Aun entonces no hubo respuesta. Bill, forcejeando en la oscuridad, lo cogió en brazos y se levantó a duras penas. Luego volvió sobre sus pasos, llevando a Richie en vilo.

3

Derry, 10.00/10.15 h.

A las diez de la mañana, la incesante vibración que corría por las calles del centro aumentó hasta convertirse en un rugido resonante. El Derry News publicaría que los soportes del sector subterráneo del canal, debilitados por el violento ataque de aquella inundación masiva, se habían derrumbado. Sin embargo, hubo quienes disintieron de esa opinión. «Yo lo sé porque estaba allí —diría Harold Gardener a su mujer—. No es que los soportes del canal se hayan derrumbado. Fue un terremoto, ni más ni menos. Fue un verdadero terremoto, joder».

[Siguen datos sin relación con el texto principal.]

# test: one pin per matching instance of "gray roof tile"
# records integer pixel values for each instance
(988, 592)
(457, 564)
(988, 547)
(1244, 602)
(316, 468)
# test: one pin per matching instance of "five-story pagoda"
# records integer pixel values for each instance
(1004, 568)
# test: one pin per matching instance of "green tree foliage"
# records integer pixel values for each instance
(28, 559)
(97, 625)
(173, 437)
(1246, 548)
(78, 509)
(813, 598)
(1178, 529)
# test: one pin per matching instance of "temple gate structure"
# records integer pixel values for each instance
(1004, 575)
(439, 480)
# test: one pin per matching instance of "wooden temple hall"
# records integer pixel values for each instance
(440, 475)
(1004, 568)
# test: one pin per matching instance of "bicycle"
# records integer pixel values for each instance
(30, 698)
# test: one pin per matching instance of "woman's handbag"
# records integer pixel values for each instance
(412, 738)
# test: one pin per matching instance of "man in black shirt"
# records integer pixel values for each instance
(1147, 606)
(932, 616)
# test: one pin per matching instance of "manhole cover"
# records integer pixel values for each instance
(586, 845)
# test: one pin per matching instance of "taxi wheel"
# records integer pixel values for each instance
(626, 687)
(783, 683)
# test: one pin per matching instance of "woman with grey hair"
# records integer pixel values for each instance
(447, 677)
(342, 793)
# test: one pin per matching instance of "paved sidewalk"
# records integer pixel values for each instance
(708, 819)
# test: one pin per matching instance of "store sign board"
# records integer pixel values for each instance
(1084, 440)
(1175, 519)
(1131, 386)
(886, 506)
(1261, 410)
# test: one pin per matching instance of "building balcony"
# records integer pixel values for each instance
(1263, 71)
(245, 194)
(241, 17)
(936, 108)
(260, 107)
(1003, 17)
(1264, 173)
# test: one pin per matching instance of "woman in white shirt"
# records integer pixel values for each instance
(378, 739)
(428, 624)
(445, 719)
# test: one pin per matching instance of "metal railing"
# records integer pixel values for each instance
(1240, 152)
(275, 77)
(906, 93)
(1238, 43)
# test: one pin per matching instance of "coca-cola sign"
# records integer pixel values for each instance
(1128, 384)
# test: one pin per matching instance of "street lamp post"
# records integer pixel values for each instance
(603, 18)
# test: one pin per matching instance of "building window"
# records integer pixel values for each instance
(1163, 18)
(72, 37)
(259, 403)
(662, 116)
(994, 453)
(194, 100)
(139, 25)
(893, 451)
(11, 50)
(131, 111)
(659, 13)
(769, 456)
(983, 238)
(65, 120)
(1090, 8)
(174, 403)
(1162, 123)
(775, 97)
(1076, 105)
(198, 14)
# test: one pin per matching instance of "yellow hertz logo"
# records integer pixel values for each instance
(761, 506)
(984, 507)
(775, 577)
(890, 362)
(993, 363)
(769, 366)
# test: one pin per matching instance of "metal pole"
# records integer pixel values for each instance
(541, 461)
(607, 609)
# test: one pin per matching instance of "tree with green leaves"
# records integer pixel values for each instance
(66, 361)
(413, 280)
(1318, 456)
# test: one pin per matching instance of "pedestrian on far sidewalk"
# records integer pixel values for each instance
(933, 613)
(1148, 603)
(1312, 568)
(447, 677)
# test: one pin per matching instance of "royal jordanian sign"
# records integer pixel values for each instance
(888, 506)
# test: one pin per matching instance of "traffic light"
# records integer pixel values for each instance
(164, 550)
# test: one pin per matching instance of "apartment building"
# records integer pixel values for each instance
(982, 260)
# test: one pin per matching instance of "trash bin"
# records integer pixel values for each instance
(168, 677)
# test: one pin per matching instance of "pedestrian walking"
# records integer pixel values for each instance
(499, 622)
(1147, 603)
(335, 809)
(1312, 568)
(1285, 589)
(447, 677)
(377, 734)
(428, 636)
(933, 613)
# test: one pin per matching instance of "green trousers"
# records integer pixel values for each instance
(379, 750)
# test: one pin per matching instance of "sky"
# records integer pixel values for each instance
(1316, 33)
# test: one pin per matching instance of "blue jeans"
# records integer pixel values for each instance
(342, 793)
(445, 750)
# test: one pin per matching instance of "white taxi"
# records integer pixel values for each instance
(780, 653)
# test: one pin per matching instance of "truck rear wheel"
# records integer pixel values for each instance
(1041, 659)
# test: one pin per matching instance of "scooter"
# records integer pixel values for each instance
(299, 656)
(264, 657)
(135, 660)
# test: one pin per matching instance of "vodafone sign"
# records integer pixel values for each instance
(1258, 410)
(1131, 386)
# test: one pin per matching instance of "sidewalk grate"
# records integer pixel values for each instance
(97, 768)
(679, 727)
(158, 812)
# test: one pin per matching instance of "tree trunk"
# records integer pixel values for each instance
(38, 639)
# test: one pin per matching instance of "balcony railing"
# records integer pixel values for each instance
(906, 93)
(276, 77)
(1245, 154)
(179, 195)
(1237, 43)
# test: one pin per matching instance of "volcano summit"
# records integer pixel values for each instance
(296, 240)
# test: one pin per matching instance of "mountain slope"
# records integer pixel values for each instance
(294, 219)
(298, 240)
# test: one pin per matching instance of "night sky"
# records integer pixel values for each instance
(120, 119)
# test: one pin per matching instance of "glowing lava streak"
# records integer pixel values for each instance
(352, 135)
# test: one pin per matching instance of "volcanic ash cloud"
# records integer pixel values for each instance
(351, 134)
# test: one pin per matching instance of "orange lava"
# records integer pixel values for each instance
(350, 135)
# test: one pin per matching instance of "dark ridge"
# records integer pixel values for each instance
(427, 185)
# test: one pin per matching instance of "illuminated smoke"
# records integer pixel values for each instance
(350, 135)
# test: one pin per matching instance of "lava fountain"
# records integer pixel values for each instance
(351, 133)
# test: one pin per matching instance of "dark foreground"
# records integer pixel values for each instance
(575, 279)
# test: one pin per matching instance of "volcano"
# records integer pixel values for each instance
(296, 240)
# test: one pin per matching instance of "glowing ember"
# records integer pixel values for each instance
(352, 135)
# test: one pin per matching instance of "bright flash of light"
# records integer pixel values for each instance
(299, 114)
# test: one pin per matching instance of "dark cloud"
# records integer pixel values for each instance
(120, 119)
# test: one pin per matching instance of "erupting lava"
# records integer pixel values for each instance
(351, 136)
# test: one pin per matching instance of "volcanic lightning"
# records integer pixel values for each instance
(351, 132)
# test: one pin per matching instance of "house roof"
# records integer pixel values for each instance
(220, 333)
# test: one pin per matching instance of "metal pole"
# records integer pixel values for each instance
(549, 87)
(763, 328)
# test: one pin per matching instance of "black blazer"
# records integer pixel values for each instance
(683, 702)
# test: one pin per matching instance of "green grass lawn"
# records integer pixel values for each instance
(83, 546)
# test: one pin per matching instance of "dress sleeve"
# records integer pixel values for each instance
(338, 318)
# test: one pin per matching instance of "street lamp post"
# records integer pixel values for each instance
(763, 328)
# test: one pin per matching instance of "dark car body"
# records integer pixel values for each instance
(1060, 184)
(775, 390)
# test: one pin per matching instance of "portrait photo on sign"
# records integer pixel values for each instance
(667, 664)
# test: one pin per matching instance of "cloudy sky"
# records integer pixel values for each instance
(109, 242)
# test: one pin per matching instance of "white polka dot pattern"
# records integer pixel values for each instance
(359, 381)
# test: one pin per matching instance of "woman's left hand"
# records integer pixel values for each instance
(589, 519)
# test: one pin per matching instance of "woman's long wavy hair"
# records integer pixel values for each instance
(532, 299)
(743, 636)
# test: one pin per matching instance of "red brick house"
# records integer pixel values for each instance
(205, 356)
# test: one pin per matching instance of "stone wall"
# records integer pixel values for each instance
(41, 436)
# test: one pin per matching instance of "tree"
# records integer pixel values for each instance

De todas maneras, los resultados fueron los mismos. Mientras el rugido iba en constante aumento, las ventanas empezaron a hacerse añicos, los cielos rasos fueron cayendo y el crujir inhumano de las vigas retorcidas y de los cimientos se aunó hasta formar un coro horripilante. En la fachada de ladrillos de Machen, las grietas corrían hacia arriba por entre los agujeros de balas como manos codiciosas. Los cables que sostenían la marquesina del cine Aladdin sobre la calle se rompieron. El callejón de Richard, que corría tras la farmacia Center, se llenó súbitamente con una avalancha de ladrillos al derrumbarse el edificio Dowd, erigido en 1952. Se elevó una inmensa nube de polvo amarillento que el viento se llevó como un velo.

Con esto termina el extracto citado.